Statue of Robert E. Lee

In December of last year, I wrote for Public Orthodoxy on the Philip Ludwell III Orthodox Fellowship, an effort that uses myth of the Lost Cause to evangelize the American South. Responses to my piece were robust and diverse. I enjoyed learning from many of the readers who engaged with my work. Yet some of this response was distressing, even threatening, a reaction common to this kind of public scholarship on Orthodoxy. In a recent New Yorker profile of conservative radio host Dan Bongino, the firebrand Trump ally boasts to his interviewer that “there’s nothing you can write I can’t write back even worse. It’s asymmetric warfare. You never win.” This is what scholars of Orthodoxy endure when they write about white Christian nationalism in the church. And it happened to me.

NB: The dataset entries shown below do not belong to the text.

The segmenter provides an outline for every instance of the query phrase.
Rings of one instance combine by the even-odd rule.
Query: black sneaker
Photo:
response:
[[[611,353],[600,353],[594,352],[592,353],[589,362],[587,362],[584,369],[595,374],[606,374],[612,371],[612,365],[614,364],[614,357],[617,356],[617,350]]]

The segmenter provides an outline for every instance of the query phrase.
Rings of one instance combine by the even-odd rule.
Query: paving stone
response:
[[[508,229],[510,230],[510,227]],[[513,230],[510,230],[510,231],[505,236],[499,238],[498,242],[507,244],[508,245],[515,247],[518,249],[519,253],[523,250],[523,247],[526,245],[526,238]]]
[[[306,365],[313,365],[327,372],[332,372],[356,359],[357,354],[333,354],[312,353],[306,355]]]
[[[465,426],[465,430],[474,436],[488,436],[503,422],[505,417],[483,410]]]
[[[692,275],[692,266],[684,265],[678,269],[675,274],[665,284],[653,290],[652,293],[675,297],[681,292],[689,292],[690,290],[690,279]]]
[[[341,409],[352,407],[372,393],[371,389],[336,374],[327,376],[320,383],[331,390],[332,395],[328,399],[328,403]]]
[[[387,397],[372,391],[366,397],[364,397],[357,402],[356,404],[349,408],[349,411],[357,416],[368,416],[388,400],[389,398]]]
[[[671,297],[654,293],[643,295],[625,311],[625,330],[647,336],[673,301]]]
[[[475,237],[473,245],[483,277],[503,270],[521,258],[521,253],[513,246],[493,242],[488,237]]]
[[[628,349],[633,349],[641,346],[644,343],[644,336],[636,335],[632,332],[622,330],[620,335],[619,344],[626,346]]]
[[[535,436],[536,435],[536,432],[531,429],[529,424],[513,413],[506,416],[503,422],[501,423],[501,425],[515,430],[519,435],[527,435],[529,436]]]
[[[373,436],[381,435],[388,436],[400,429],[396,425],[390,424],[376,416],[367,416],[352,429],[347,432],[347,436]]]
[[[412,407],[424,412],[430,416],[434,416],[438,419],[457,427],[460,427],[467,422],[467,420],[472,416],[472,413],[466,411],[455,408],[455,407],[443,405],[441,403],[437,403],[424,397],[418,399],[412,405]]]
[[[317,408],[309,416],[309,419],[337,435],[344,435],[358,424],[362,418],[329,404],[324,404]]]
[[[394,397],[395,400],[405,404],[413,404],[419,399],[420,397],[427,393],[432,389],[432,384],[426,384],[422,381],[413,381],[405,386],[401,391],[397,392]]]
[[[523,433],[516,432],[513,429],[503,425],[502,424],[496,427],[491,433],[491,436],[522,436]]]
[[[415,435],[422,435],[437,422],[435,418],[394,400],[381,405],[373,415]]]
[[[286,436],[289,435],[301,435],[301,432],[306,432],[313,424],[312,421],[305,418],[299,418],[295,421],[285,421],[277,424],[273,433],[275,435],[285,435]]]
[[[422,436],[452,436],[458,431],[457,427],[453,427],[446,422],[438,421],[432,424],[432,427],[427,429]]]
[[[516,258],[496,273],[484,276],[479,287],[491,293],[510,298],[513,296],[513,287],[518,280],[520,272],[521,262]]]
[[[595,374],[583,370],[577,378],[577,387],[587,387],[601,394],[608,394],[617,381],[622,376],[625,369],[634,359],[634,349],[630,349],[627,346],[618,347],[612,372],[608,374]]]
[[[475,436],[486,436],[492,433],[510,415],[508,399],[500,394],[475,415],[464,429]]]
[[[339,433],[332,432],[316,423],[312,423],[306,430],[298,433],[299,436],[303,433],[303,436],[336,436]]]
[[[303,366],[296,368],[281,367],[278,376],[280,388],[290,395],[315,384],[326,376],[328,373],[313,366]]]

To publish this work means initiating a rapidly-escalating pattern of hate and derision not so much about your work as it is about you. First comes a predictable flurry of angry tweets resembling other far-right coordinated online attacks, such as GamerGate. These Twitter users present as young, devout Orthodox men, usually from the United States. Some list their jurisdictional affiliations (usually ROCOR or OCA), and occasionally the ecclesiastical ranks they hold. Their avatars frequently incorporate Pepe the Frog, which is recognized by the Anti-Defamation League as a hate symbol. To a man, they tweet COVID-19 denialism and anti-vaxxer conspiracies, brag of being “red-pilled,” voice displeasure with democracy, and broadcast explicit anti-Semitism, misogyny, homophobia, and transphobia. They also post Orthodox icons, quote elders and saints, and sometimes express aspirations of becoming monks or priests. Their responses snowball quickly into a tangled web of tweets and retweets venting anger and hate. This is almost always done beneath the familiar purple-and-white emoji of an Orthodox cross.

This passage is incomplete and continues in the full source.